At first? "What happened?"

She took a deep, shaky breath. “When I originally awoke at just sixteen, I was taken aboard the Cupino. Great Lord above, that was so long ago. Still, I remember it like yesterday.

"After I left my trial, things went south quickly. Just one glimpse at me--just one glimpse of any part of me unclothed, even my hair--was enough to drive every person on that Voidship insane with desire. Back then the Republic did awakening ceremonies with the entire crew- we don't do that anymore.

"Only my Warden at the time could resist my Flaw, but it was her against tens of thousands... By the time rescue arrived, there were only a few people alive on the Cupino. The Voidship had already been adrift for months-” She cut herself off and shook her head.

My head dropped. Dredging up terrible memories like that was never fun. Letting them out of your cage to roam free through your mind as if reliving it all over again-

When she said beauty, she really meant it... Pyre, I really was an ass, huh? Here she was with an actual traumatic story and horrible Flaw, and I was still complaining like a bratty kid about mine. At least mine only affected me. “Sorry.”

She stood up, heading for the door. “What’s in the past is in the past… but trust me, I do understand what you’re going through. Not every Herald’s Flaw is apparently bad, but we all suffer in one way or another… Enjoy your pizza.”

So that’s what that pie was… pizza… Just before she reached the heavy vault door locking me in here, I spoke up. “What’s the other bit of good news?”

Warden Candus cocked her head back towards me. Her tone shifted back to the light and friendly one once more. “Oh, we’re setting off in a few hours. We’re headed for the Garden World Gibor. You’ll be able to get out of here in a couple weeks.”

”Are we that close to the other planet?” A couple weeks- could we even go that far in such a short time? Voidships were fast, but not FTL fast. No- they must be to reach distant systems. How do they even work in the first place? Cinders, my education really was lacking, huh? I'm seriously starting to regret dropping out of the church's program.

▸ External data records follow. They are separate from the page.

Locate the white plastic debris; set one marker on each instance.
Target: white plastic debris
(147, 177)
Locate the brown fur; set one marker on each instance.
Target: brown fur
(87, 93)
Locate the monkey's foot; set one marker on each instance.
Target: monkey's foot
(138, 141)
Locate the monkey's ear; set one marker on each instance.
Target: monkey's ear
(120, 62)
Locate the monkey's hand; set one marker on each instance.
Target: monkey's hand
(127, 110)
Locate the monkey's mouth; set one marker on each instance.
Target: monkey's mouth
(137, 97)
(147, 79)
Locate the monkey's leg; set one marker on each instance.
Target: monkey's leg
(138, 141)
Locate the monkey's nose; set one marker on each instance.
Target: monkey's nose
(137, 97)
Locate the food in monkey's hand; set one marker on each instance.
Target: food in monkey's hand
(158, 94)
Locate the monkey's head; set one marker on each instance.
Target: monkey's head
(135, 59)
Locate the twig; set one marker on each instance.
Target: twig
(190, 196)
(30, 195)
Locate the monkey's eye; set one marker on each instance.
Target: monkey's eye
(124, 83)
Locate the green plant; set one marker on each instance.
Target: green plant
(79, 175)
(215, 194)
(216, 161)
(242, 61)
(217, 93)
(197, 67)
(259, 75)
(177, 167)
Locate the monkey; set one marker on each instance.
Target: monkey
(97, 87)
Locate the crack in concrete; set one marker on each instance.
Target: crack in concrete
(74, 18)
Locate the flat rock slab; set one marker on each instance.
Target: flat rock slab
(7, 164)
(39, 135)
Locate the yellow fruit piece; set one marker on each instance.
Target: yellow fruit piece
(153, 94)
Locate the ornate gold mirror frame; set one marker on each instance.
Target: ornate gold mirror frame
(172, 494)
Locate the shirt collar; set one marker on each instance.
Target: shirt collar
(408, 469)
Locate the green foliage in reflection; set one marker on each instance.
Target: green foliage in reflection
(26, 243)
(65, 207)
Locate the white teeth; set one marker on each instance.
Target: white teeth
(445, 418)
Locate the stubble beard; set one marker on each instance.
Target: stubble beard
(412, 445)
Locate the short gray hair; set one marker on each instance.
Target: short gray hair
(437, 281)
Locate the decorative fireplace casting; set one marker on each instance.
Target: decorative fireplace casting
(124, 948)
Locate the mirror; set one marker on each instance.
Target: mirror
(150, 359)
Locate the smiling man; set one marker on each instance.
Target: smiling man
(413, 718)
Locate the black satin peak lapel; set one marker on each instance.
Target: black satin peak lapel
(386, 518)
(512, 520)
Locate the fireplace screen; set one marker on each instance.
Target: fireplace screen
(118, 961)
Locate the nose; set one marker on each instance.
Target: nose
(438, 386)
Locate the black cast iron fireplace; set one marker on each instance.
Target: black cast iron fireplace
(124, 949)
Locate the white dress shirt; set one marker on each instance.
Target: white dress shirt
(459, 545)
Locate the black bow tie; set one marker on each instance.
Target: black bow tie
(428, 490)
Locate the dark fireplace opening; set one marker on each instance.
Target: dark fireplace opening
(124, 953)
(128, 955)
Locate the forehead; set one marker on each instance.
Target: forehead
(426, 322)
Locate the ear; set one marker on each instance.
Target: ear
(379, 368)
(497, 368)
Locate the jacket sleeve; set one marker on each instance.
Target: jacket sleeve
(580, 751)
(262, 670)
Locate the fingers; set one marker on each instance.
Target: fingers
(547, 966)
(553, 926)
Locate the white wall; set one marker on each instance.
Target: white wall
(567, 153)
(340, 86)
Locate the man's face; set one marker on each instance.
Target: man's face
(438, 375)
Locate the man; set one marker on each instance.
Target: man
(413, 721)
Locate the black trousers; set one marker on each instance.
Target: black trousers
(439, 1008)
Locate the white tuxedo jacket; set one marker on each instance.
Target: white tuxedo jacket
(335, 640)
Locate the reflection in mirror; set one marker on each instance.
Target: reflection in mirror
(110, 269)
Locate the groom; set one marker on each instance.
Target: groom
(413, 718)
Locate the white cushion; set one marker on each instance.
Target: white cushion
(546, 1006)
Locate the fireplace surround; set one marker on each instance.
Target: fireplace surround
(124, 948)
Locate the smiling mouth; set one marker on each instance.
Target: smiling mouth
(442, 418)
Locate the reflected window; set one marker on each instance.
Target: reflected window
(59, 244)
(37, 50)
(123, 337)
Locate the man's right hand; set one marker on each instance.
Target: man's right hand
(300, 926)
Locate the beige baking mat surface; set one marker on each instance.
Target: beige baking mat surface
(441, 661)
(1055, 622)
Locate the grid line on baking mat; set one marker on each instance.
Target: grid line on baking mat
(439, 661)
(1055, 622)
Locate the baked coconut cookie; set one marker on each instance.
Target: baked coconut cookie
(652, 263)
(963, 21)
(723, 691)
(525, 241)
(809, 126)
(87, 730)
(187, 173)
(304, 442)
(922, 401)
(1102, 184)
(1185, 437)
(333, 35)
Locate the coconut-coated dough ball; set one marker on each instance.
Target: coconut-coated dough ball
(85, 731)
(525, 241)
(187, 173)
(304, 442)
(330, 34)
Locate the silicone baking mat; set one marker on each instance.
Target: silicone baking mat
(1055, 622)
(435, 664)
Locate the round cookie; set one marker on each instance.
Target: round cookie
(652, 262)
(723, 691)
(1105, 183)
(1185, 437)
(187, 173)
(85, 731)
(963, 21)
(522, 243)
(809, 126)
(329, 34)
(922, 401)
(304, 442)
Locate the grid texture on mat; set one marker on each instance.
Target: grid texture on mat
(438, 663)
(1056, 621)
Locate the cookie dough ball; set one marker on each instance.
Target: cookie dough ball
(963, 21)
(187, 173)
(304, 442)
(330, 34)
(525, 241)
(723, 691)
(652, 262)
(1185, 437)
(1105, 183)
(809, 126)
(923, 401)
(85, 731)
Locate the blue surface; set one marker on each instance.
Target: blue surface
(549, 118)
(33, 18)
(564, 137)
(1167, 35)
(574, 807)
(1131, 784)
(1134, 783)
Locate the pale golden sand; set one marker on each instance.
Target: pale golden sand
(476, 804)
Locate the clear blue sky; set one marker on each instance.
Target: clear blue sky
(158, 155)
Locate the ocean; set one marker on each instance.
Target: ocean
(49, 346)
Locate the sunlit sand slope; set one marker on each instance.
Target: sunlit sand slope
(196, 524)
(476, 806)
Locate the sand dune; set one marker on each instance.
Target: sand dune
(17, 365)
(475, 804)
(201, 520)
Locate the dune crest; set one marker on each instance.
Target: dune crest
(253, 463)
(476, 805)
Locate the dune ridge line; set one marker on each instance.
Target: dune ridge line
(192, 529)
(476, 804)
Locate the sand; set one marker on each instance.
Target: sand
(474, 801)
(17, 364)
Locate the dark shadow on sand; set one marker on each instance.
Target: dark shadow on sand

“No? Do you… not know what an Umbral Guillotine is?” The woman patiently asked me.

”No?” Umbral- as in Umbra? The shadow dimension with Shades? Guillotine- what does that even mean? They were executing Umbra?

The woman shook her head. “Ask Yor about it next time he’s down here. Should be soon since we’ll be needing the Reality Anchors. I’m off then. Got thirty-nine other newly awakened Heralds to talk to.”

”Right…” I closed my eyes tightly, my mind finally seeming to settle down for the first time since Voth Prime. “And thank you. For... for being patient.” 

She laughed lightly. “No problem, Jasper. "

And with that, she left the room. As I moved to the pizza on the work table, I reorganized my thoughts, cleaning through my mind as I tried to- to figure it all out. To limited success of course.

I picked up the food. How do I eat this? Like pie from the center out? It smelled good, at least. I bit into the pizza-

Cinders! If being a Herald meant access to food this delicious, maybe it all wouldn’t be so bad.